Cheat Sheet
Managerial Accounting For Dummies
Managerial accounting helps managers and other decision-makers understand how much their products cost, how their companies make money, and how to plan for profits and growth. To use this information, company decision-makers must understand managerial-accounting terms. When planning for the future, they follow a master budgeting process. To prepare this budget, and to understand how costs behave, the decision-makers should understand cost-volume-profit relationships, which explain how changes in volume or price affect profits.
Key Costs Related to Managerial Accounting
In accounting, a cost measures how much you pay/sacrifice for something.
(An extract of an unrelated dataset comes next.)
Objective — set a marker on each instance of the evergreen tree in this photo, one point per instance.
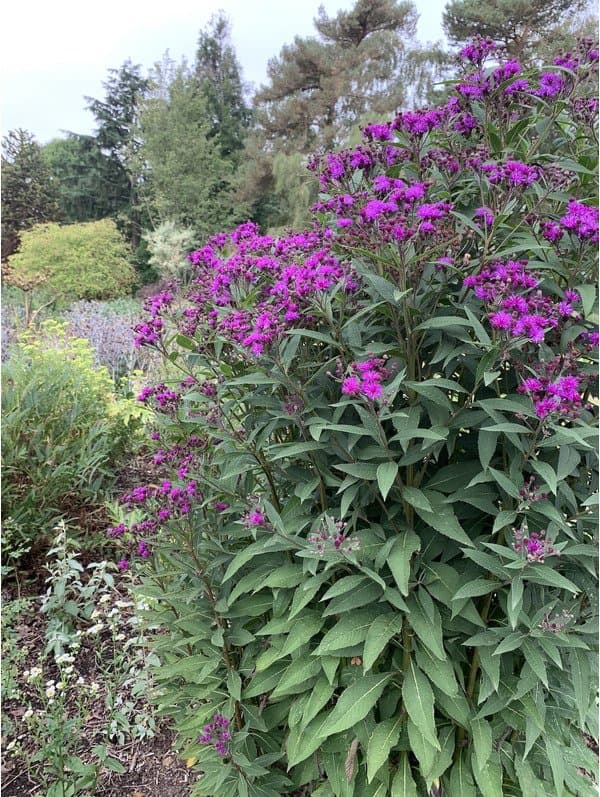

Managerial accounting must give managers accurate cost information relevant to their management decisions. Here are several cost-related terms you encounter in managerial accounting:
Direct cost: Cost that you can trace to a specific product
Indirect cost: Cost that you can't easily trace to a specific product
Materials: Physical things you need to make products
Labor: Work needed to make products
Overhead: Indirect materials, indirect labor, and other miscellaneous costs needed to make products
Variable costs: Costs that change in direct proportion with activity level
Fixed costs: Costs that don't change with activity level
Mixed costs: Combination of fixed and variable costs
Contribution margin: Sales less variable costs
Product costs: Costs needed to make goods; considered part of inventory until sold
Period costs: Costs not needed to make goods; recorded as expenses when incurred
Work-in-process cost: How much you paid for goods that are started but not yet completed
Finished goods cost: How much you paid for goods completed but not yet sold
Cost of goods manufactured: The cost of the goods completed during a period
Cost of goods sold: The cost of making goods that you sold
Controllable costs: Costs that you can change
Noncontrollable costs: Costs that you can't change
Conversion costs: Direct labor and overhead
Incremental costs: Costs that change depending on which alternative you choose; also known as relevant costs and marginal costs
Irrelevant costs: Costs that don't change depending on which alternative you choose
Opportunity costs: Costs of income lost because you chose a different alternative
Sunk costs: Costs you've already paid or committed to paying
Historical cost: How much you originally paid for something
Cost per unit: Cost of a single unit of product
Expense: Costs deducted from revenues on the income statement
Cost driver: Factor thought to affect costs
Process cost: Cost of similar goods made in large quantities on an assembly line
Job order cost: Cost of a batch of specially made goods
Absorption cost: Cost that includes fixed and variable product costs
Target cost: Cost goal set for engineers designing a product
Budgets that Go into Creating a Master Budget
A master budget is a plan created to manage a company's manufacturing and sales activity to meet profit and cash flow goals. Creating a master budget requires careful coordination of several smaller budgets covering all parts of the organization; that way, the master budget is realistic but not complacent.
The master budget contains the following elements:
Sales budget
Production budget
Direct materials budget
Direct labor budget
Manufacturing overhead budget
Selling and administrative budget
Capital acquisitions budget
Cash budget
Budgeted financial statements
Cost-Volume-Profit Relationships for Managerial Accounting
Managerial accounting provides useful tools, such as cost-volume-profit relationships, to aid decision-making. Cost-volume-profit analysis helps you understand different ways to meet your company’s net income goals. This image describes the relationship among sales, fixed costs, variable costs, and net income:

-
The bottom axis indicates the level of production — the number of units you make.
-
The left axis indicates value in dollars.
-
Where total sales equals total costs, the company breaks even (which is why that’s called the break-even point).
-
The shaded area to the upper right of this break-even point is profit.
-
The shaded region to the lower left is net loss.
-
Total variable costs are a diagonal line because the higher the production, the greater the variable costs.
-
The total fixed costs line is horizontal because regardless of the production level, fixed costs stay the same.
-
Total costs equal the sum of total variable costs and total fixed costs.